Caching Data Transforms on IObservables

International Observe the Moon Night I’ve been using ReactiveExtensions a lot lately in my C# code, and I am really impressed with the library. Every now and then, however, I want some additional features. Thankfully, due to Extension methods, they are really easy to add. Here’s one feature I added, which I call CachedSelect.

Streaming Data Transformation

Imagine that we have a source of data points, IObservable<Data[]>, and each Data point has a few values, call them Foo and Bar. This data comes in quite frequently from an external data source.

Now imagine several different UI widgets use that data stream to create their displays. For example, one panel might use the average value of Foo from the data points to color code a widget corresponding the status of the object represented by the data source. Another panel might take the average and display it as a string.

Data[]→Foo[]→Average ↗ Color
↘ string

A naive implementation of this pattern might look like so:

var colorObs = commonSource.Select(data => data.Select(d => d.Foo))
                           .Select(foo => Average(foo))
                           .Select(val => ValueToColor(val));

elsewhere:

var averageStringObs = commonSource.Select(data => data.Select(d => d.Foo))
                                   .Select(foo => Average(foo))
                                   .Select(val => val.ToString());

There are a couple of problems with this approach.
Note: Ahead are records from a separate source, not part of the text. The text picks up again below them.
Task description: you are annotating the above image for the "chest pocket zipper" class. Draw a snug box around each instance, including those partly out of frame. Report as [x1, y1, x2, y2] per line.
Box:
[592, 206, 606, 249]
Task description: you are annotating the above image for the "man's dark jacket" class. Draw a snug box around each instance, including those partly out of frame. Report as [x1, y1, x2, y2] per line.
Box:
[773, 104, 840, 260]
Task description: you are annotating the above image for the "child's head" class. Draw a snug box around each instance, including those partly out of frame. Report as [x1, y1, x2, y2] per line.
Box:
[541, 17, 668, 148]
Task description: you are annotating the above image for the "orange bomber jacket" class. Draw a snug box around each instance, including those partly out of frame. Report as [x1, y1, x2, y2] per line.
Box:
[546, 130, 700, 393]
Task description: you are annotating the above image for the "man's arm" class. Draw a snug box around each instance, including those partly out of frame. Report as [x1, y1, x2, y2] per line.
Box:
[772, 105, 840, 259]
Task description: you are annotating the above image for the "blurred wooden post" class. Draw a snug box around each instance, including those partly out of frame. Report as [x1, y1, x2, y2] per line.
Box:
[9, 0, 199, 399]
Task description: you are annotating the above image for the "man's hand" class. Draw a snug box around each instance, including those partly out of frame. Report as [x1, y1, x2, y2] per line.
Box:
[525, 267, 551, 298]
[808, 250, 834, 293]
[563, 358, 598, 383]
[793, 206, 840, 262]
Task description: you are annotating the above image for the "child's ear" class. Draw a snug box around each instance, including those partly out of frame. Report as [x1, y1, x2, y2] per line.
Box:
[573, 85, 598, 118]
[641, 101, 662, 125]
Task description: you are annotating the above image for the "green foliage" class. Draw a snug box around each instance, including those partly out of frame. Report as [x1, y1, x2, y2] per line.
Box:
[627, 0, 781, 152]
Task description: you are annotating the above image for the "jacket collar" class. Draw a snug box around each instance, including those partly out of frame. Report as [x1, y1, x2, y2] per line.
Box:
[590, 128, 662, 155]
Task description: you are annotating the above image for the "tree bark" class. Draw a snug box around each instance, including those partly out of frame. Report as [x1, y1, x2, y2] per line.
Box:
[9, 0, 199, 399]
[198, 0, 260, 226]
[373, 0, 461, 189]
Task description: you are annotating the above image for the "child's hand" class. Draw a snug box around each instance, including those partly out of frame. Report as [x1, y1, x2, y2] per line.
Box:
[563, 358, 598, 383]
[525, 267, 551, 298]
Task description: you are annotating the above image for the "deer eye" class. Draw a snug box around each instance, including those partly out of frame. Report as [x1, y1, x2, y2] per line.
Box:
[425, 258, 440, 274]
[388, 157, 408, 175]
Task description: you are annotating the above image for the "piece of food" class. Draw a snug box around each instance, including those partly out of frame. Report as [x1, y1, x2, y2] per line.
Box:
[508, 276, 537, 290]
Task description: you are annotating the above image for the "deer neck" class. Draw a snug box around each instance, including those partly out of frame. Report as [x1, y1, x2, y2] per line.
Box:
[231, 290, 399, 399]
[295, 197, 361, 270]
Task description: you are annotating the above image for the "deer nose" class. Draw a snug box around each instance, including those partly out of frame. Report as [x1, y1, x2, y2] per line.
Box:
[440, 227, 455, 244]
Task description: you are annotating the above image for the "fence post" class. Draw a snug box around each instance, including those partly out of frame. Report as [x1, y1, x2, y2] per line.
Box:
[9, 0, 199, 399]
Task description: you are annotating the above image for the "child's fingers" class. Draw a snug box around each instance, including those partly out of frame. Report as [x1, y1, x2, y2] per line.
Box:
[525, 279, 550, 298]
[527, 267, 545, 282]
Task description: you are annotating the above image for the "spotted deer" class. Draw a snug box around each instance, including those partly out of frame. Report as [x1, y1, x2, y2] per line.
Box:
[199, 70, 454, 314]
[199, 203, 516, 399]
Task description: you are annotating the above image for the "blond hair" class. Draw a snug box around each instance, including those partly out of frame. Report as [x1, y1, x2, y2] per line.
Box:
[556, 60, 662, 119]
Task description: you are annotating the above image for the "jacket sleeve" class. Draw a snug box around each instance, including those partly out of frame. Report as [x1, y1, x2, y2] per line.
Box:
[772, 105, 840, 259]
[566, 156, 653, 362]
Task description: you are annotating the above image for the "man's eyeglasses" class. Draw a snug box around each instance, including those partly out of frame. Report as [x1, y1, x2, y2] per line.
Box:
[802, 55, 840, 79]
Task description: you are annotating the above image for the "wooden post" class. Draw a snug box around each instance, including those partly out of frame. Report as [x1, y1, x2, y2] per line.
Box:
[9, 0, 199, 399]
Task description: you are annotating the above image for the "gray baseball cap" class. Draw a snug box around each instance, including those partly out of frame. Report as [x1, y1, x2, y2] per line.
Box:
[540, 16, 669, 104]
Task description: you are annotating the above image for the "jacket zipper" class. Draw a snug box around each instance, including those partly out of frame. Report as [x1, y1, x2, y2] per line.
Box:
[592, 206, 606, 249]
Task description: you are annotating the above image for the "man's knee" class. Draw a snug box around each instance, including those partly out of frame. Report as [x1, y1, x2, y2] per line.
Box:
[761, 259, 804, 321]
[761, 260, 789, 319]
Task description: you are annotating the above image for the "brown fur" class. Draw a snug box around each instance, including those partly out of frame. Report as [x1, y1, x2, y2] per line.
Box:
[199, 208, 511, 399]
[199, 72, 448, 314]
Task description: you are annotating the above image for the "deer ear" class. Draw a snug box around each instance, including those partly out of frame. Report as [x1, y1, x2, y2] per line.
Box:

As is obvious from above, we would be extracting the Foo values and calculating the average twice for each new Data[] that comes in.

Workarounds

Unfortunately, even if we attempt a more “enlightened” approach, we have the same problem:

var averageObs = source.Select(data => data.Select(d => d.Foo))
                       .Select(data => Average(data));
var colorObs = averageObs.Select(val => ValueToColor(val));
var averageStringObs = averageObs.Select(val => val.ToString());

Because of how IObservable.Select works, we still end up selecting Foo and calculating the average twice for each data point. This can be fixed by using a “hot” observable:

var averageObs = source.Select(data => data.Select(d => d.Foo))
                       .Select(foo => Average(foo)).Publish().RefCount();
var colorObs = averageObs.Select(val => ValueToColor(val));
var averageStringObs = averageObs.Select(val => val.ToString());

This essentially makes a shareable IObservable that will only have the Average function called once, regardless of how many Selects occur off of the IObservable. The RefCount() call takes the IConnectedObservable and turns it back into an IObservable, with the twist that the IConnectedObservable will be connected (that is, the prior IObservable will be subscribed to) based on whether the RefCount Observable has any subscriptions.

CachedSelect

Sounds good, right? Except we might still have a problem. If you want to make sure to reuse the RefCount IObservable that gives you the average, you have to have make it accessible to all the widgets that need it, and you better make sure you don’t recreate it from the IObservable<Data[]> each time. This is particularly problematic when UI widgets are created essentially statically or in different code paths, and both need access to the IObservable. There are a few ways around this, but most of them involve some sort of massive tree of IObservables. To me that sounds like a pain to manage.

So here’s what I did: I made a special implementation of IObservable that caches the Select functions you pass in, using a new method CachedSelect. If you pass in the same Func twice, you will get the same IObservable back. That way, as long as you start with the same common source, you can “re-create” the chain of select commands and end up sharing as much processing as possible.

One last detail: rather than use Publish().RefCount(), I use Replay(1).RefCount(). This is just like publishing, except new subscribers will get the last published value when they subscribe. This is crucial for UI widgets that might attach to a source which received values in the past but might not receive new values. This can happen, for example, if you use a DistinctUntilChanged somewhere in your processing, and you are sharing an observable created from that. You still want to see the last value that came in, and you don’t want to have to remember it yourself.

Bonus: Composability

An interesting side effect of this is that it becomes quite natural to define a class that contains a list of related transform Funcs to use, to guarantee that you reuse the same function (though C# is really good letting a lambda defined with no closed over variables permute into the same Func when invoked as one). This encourages testing your complicated transforms in isolation, and then using a simpler replacement when testing the creation of IObservables that chain together transforms.